最悪な出会い
「衣食住は最低限。
私の言うことに従えないならすぐに追い出す。
言っとくけど、お嫁さんみたいな役割は一切期待しないで。
――それで良ければ、結婚してあげてもいいわ」
そう言って理子さんは、僕から取り上げた免許証で、僕の名前を改めて確認した。
そのまま怖い顔で、正座する僕を見下ろす。
「君が選んで。高遠奏汰君」
僕はその鋭い目を呆然と見あげる。
(……なんで、昨日会ったばかりの人と、こんな話になってるんだっけ……)
僕は頭を整理しようと、慌しかった昨日の出来事を思い起こした。
***
大通りのドラッグストア。
蛍光灯が薄暗く照らすバックヤードで、厳しい顔の警備員と、腕組みをした女性がこちらを見ている。
彼女の足元に置かれた鞄を盗もうとした僕は、足をかけられて転び、警備員に捕まった。
ダンボールの積まれた底冷えのする部屋の中で、ふたりと向かい合ってパイプ椅子に座らされている。
仕事帰りなのか、女性は髪を後ろで束ねたジャケット姿だ。
僕を見る目は怒っているというより値踏みしているような目だった。
「警察、呼びますか」
警備員が女性に確認する声に僕はびくりと肩を揺らして顔を上げる。
「あのっ、警察は、勘弁してください……」
僕の言葉に女性が目を細める。
その視線と目が合って、心臓がぎゅうと締め付けられる。
申し訳なくて、お腹が空いて、焦りに心臓がばくばくして、――僕は、もう限界だった。
「……すみません……」
声が震える。
「返します、いつか、必ず、全部返します。
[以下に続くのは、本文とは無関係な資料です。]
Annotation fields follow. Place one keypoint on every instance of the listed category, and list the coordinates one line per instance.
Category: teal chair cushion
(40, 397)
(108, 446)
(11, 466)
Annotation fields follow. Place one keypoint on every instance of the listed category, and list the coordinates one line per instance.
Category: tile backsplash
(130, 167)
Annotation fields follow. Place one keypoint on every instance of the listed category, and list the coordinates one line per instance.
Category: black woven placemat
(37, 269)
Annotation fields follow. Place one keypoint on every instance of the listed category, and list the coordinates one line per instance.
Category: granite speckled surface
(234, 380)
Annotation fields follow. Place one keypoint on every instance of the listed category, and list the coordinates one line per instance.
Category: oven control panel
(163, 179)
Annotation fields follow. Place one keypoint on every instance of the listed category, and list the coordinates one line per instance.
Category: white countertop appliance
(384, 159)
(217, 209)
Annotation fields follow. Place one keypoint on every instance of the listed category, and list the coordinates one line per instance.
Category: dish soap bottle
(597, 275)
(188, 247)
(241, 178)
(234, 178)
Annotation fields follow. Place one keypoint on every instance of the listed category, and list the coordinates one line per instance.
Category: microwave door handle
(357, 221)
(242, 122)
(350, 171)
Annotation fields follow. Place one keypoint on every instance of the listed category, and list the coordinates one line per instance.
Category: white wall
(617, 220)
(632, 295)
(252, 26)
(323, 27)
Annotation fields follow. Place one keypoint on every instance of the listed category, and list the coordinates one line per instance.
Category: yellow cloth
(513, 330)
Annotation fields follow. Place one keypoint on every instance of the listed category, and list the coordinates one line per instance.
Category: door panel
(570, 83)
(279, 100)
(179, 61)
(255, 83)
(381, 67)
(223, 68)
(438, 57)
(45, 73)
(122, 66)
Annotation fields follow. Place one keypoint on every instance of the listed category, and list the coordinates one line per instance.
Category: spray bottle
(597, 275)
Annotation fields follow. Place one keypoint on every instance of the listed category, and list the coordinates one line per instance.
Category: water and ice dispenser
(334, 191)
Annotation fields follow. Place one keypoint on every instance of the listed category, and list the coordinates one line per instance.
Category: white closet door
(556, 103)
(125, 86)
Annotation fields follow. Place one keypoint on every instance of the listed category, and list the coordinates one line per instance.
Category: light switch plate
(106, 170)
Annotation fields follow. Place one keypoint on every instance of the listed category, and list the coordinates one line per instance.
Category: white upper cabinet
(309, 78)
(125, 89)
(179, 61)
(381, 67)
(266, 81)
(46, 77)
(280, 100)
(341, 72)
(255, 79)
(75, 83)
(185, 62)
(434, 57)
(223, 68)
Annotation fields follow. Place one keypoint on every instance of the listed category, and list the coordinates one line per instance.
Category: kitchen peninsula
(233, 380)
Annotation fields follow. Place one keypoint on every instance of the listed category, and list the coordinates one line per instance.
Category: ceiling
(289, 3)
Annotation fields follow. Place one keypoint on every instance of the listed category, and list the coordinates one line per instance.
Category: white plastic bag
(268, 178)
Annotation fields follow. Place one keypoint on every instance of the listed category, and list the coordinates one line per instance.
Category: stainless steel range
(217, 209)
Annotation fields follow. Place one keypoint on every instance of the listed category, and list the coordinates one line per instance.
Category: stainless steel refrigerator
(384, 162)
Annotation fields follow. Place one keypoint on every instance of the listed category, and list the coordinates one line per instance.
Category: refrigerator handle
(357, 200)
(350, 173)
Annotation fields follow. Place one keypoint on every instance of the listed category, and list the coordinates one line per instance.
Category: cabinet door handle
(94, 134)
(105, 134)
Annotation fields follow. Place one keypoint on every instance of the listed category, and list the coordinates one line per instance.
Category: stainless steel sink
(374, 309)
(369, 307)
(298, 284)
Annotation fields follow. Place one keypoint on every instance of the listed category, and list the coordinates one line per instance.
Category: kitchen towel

警察は勘弁してください」
情けないと思ったが、取り繕う力は残っていなかった。
だってさっきから、窓の外に雨音が聞こえている。
建物の中ですらこんなに寒いのに。
「妹が、待ってるんです」
滲む涙を、隠すこともできなかった。
公園のあの冷たい砂の上で、紬が、僕が戻るのを待っている。
熱があるのに。
コンビニのおにぎりを食べることもできなかったのに。
たったひとりの、僕が守らなきゃいけない妹なのに。
「薬と、食べ物を、ください。いつか必ず返します。
……紬が、死んでしまう……」
ぼたぼたと涙があふれる。
女性は、しばらく黙っていた。
警備員が「どうしますか」ともう一度聞いた。
「……警察はいいです」
「逃げるための嘘かもしれませんよ」
女性は立ち上がって警備員に向き直る。
「これで嘘だったら、大人しく騙されます。
捕まえていただいたのに、申し訳ないけど」
「お客さんがいいなら、いいですけどね……」
僕が視線を上げると、女性は眉根を寄せてこちらを見下ろした。
「……何の薬が欲しいの」
目を瞬く僕に彼女は低く言う。
「何の薬? そんなに高くなければ買ってあげる」
「え、……あの、」
「要らないの?」
苛ついた声に、僕は慌てて答える。
「風邪薬! 風邪薬です! たぶん……」
「たぶん?」
「公園で寝泊まりしてたら、熱が、ひどくて」
一瞬、きょとんとした彼女は、ますます眉を吊り上げて怒鳴った。
「公園!? まさか妹さん、公園にいるの? この雨の中?」
彼女はお店の人に挨拶してから、僕と一緒に雨の中を走り出した。